No primeiro ano, não tínhamos ainda a quadra, e nossas aulas de educação física, do Professor José Carlos, eram dadas no campo do Elite. Ele dava uma bola para jogarmos e aparecia no fim da tarde para pegá-la. No final da aula, nós mergulhávamos no rio Leard, na trave de baixo do campo.
E as meninas? Naquele primeiro ano, elas eram umas chatas que viviam apaixonadas por alguns professores e por meninos mais velhos do quarto ano.

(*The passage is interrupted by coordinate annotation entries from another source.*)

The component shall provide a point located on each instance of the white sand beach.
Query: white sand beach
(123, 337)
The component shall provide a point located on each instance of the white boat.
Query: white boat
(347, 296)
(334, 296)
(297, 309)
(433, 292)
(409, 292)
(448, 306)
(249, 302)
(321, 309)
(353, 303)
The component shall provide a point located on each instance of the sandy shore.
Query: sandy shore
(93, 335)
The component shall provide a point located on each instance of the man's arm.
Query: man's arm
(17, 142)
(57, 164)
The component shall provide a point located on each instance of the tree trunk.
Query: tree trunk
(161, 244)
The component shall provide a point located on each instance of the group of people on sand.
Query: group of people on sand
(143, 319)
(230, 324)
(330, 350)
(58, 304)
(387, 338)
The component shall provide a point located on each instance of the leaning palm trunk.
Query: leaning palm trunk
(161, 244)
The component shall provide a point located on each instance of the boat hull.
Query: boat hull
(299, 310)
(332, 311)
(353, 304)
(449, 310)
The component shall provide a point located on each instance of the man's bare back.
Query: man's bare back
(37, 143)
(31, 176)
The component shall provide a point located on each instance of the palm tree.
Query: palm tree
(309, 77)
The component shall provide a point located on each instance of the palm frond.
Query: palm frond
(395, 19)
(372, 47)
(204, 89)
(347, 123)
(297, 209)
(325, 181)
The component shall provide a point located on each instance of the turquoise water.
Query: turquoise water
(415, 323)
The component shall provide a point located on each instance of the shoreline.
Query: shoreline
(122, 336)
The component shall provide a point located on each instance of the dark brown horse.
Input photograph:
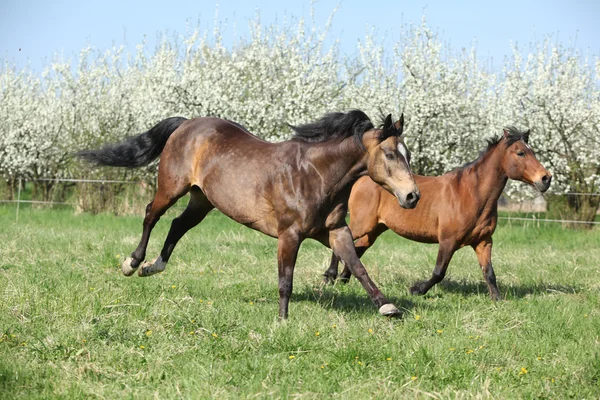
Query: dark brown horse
(291, 190)
(459, 208)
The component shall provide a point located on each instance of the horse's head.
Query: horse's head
(519, 161)
(389, 162)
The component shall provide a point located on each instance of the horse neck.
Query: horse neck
(489, 178)
(341, 163)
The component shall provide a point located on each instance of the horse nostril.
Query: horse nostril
(545, 179)
(412, 198)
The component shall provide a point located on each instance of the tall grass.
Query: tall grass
(71, 326)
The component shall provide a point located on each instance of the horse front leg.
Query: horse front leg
(362, 245)
(287, 251)
(445, 253)
(483, 250)
(341, 243)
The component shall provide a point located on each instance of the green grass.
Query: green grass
(71, 326)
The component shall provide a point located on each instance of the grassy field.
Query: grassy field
(71, 326)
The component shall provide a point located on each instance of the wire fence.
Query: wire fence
(19, 201)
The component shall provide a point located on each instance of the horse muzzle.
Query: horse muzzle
(544, 183)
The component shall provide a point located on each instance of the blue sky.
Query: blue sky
(33, 31)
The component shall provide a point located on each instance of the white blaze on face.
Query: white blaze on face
(403, 150)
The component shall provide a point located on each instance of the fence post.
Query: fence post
(18, 199)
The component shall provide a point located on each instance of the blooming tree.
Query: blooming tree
(293, 74)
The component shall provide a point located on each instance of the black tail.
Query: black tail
(135, 151)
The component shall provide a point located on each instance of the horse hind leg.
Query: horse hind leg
(197, 208)
(154, 210)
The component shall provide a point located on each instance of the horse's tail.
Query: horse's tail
(135, 151)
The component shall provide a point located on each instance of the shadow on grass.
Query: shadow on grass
(330, 297)
(507, 291)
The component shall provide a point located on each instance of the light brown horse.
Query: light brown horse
(459, 208)
(291, 190)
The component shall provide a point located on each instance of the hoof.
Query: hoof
(416, 291)
(329, 279)
(126, 267)
(389, 310)
(152, 268)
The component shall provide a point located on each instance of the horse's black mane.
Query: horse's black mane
(334, 126)
(514, 135)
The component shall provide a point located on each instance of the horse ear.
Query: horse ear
(400, 125)
(388, 122)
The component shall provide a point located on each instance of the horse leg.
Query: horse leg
(193, 214)
(330, 274)
(445, 253)
(483, 250)
(154, 210)
(287, 251)
(361, 246)
(341, 243)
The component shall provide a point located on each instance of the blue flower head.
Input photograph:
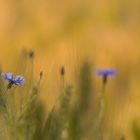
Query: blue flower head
(105, 73)
(17, 80)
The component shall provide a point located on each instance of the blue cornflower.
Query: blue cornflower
(17, 80)
(105, 73)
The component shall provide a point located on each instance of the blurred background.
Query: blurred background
(64, 32)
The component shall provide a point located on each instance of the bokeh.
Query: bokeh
(65, 33)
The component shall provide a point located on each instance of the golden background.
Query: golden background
(63, 32)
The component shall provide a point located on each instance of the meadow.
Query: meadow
(58, 48)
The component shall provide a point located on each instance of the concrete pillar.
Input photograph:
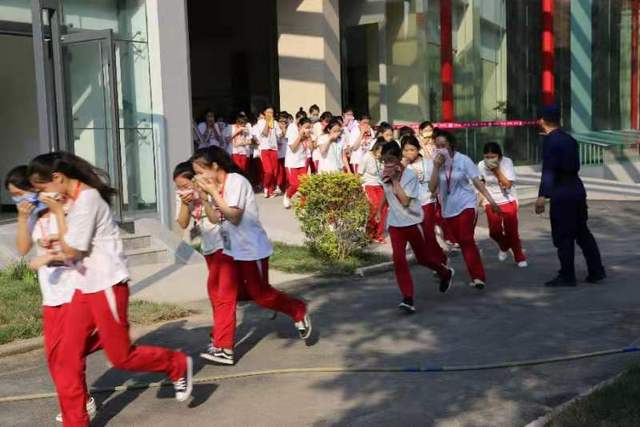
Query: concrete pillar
(309, 54)
(581, 76)
(171, 94)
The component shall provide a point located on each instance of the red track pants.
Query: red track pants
(504, 229)
(375, 195)
(105, 311)
(269, 169)
(242, 161)
(294, 175)
(415, 237)
(462, 228)
(254, 276)
(429, 228)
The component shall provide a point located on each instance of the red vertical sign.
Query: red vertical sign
(548, 84)
(446, 60)
(634, 63)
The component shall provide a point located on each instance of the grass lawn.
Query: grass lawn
(617, 404)
(21, 311)
(298, 259)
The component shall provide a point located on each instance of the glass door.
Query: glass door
(89, 112)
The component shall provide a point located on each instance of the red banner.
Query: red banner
(468, 125)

Passaram-se os primeiros anos e um novo mundo nos fora apresentado – se bem que por uma luneta distorcida pelo crivo do militarismo, que havia tomado conta do Brasil. Nós fomos a geração desinformada politicamente e, provavelmente, o que vivemos hoje, com os desmandos de nossos governantes, é puro reflexo da falta de cultura política.

Tem algo novo acontecendo, não é metamorfose; porém, as meninas estão ficando diferentes: pernas mais grossas e com desenho insinuante, seios imponentes e bem guardados. Que estilingue que nada! Tem coisa mais interessante neste mundão de Deus.

Quanta paquera, quanto namorico, quanto amor platônico que, naquele tempo, era uma forma deliciosa de sofrer. A formatura, final de um grande início. O Baile, a orquestra, os penteados das meninas e as gravatas dos garotos, os padrinhos e madrinhas, momento marcado para sempre em minhas lembranças.

O prédio novo, orgulho do Seu Luiz, que agora não mais cuspia, mas sim babava de orgulho com sua nova escola, Colégio Estadual Professora Emília de Paiva Meira. Tudo novo, prédio, carteiras, quadra, professores. Bonjorno, Calmom, Fonseca, Leocádio e tantos outros.

A turma foi dividida, pois alguns tiveram que trabalhar e passaram a estudar durante a noite, que foi o meu caso. O colegial foi duro. Alguns experimentaram a perda de um ano, outros desistiram, outros mudaram para escolas particulares.
Agora curtíamos muito uns aos outros, e as turminhas foram se formando para os bailinhos com vitrola portátil e disco de vinil. Que delícia! Essa, provavelmente, foi uma das mais belas fases de nossas vidas.

No último ano de colégio, a escola já apresentava os primeiros sinais de deterioração do estudo público, que hoje é uma realidade.

Ali, ao término do colegial, uma nova fase brotava na vida de cada um. Foi o fim de um grupo, de uma geração de sonhadores, e o início de vidas, que caminharam por estradas totalmente diferentes, e que levaram cada um de nós a destinos pessoais.
Tivemos a anistia, elegemos um presidente, depusemos outro, fomos pentacampeões mundiais de futebol.

Muitos de nós perdemos os avós, os pais, irmãos. Casamos, tivemos filhos e, alguns felizardos, até netos. O reencontro certamente veio ocupar um vazio que havia formado em nossas vidas, mas que estava ali, martelando o tempo todo. Onde eles estão? Como foi a vida deles? Sentimos falta uns dos outros, de falar não apenas sobre nossas vidas atuais, mas, principalmente, recordar os momentos de felicidade que curtimos juntos. Poder relembrar coisas que somente são possíveis de serem relembradas entre nós.

O túnel do tempo. Foi esta a minha sensação ao ver aqueles senhores carecas e barrigudos, que se diziam serem fulano ou beltrano. Ver as meninas, estas sim continuam sendo meninas, e serão nossas eternas meninas. Alguns segundos após o reencontro e as reapresentações, eu já não via mais a imagem atual de nossos colegas, e sim a imagem que trazia na lembrança deles jovens, nos anos 60.

Recordar é viver, e hoje eu sonhei com vocês.